Emma Wolf-Haugh peels open a multi-layered examination of modernism through the dark prism of a short encounter between the Irish furniture designer Eileen Gray and Le Corbusier, the celebrated Swiss-French pioneer of modernist architecture. Wolf-Haugh, a queer woman and artist reflects on Gray’s life, work, and lesbian lifestyle in early-twentieth-century Paris in parallel with examining Le Corbusier’s predatory and contradictory persona and his tangential legacy that influenced the 1960s social housing development of high-rise Ballymun. Comprising video, hanging screens, cardboard cut-outs, billboards, badges, collages, zines and cushions positioned around the gallery, the exhibition succeeds in reconciling the huge volume of content and material, galvanised through Wolf-Haugh’s lateral instinct for making things, exceptional writing, a consummate performance skill, dead pan humour and abundant pathos.
Various narratives unfold in different object/image/video/text manifestations, the central one being the video piece, Domestic Modernism, Act One: Modernism – A Lesbian Love Story which is made up of three individually titled segments, filmed in what looks like a set for your typical Saturday night TV entertainment with a glittering tinsel curtain and Soft Modula hanging screens for added effect (made in the mode of Gray’s signature form for design interiors). Front and centre is a stand-up microphone, behind which the artist appears, comically wearing a military-style denim jumpsuit, corps hat and aviator sunglasses while standing, jumping, dancing, miming, and ‘signing’ along with the voice-over narration.
The videos are edited to cut back and forth between wide and medium views of Wolf-Haugh performing at the microphone and close-up shots of a table placed in the set with the backdrop visible. The table is populated by hand-sized upright cardboard cut outs, featuring an array of left-bank lesbians from 1920s Paris and items of Gray’s furniture designs. For a moment, the intense close-up predicts an animated stop motion sequence, but instead the artist opts to manually reach into the frame to move the cut-outs in quick time to match the narrative.

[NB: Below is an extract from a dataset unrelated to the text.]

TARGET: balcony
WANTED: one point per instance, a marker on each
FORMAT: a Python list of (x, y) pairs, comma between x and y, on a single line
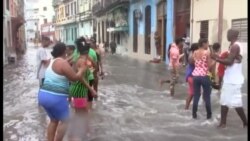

The first segment, Campaign Chair, sketches Gray’s privileged background that allowed her furniture to fit neatly into the established imperialism of her time. The camera pauses on one of Gray’s signature chair designs (cut-out) while a female narrator’s tannoyed voice didactically instructs: “Do take a seat and question this chair’s connection to imperialist obsession with domination…”. This is followed by a male narrator, speaking with unambiguous authority in a polished British accent: “Campaign Furniture, Educational Presentation, by the Lesbian Herstory Projects…”. Their voices are augmented by electronic vocal effects, complimented by a pleasant electronica, in the style of the Tomorrow’s World soundtrack. The segment evolves into a pulsating piece of spoken word poetry, using repeating parallel structure, rhythm and intonation to excellent effect. The tempo surges towards a crescendo of reverberation as the male voice repeats in finale, “Modernism and Colonialism”, over and over and over.
In the second segment, E1027, Wolf-Haugh outlandishly explains their earnest assertion of Le Corbusier’s ultimately unreconciled desire to be a lesbian, theorising that it led to his deliberate vandalisation of Gray’s ‘lesbian house’. Wolf-Haugh backs up this thesis by pointing to the hypocrisy between this act and his published manifestos about ‘hygiene’ in architecture. Despite being hysterically funny and potentially libellous, the artist’s writing is taut and measured. A critique of Le Corbusier and his ‘genius’ is delivered in a dead-pan and faintly scandalised, working-class Dublin accent, accompanied by an improvised ‘signing’ of key words in the script: ‘Lesbian’ – a flurry of hands waving inward towards the lower torso; ‘Genius’ – the right hand to the head that launches upwards with the fingers splayed out like a firework. Wolf-Haugh irreverently quotes ‘Corbu’ directly, impersonating him in a deep seedy voice with the same Dublin accent: “wimmin lovin wimmin, dats what appeels to me…”.
The third segment, Gertrude Stein’s Portrait Chair, is a surreal and bizarre description of a 1920s lesbian salon in Paris, where the guest’s personal lives (named actual literary and arts figures) are indiscreetly historicised by the narrator (in a serious historian voice). They recount how they all, one by one, become entangled in the tapestry of the said chair, causing them to transform into a single heaving tangled blob.
Wolf-Haugh’s evident performance skill and comic ability is kept in check by the tragedy that underpins the writing, mirrored by the everyday compensatory strategies women employ to prevail in a society rife with misogynism. The overriding sense of being serious but not taking itself too seriously harks back to 1980s political action in art, from the Guerrilla Girls to Keith Haring. With sharp concepts and biting humour, Domestic Optimism, Act One, Modernism – A Lesbian Love Story is a powerful and significant addition to the canon of Irish contemporary art and has been acquired by both the Arts Council of Ireland and the Irish Museum of Modern Art.
Carissa Farrell is a writer and curator based in Dublin.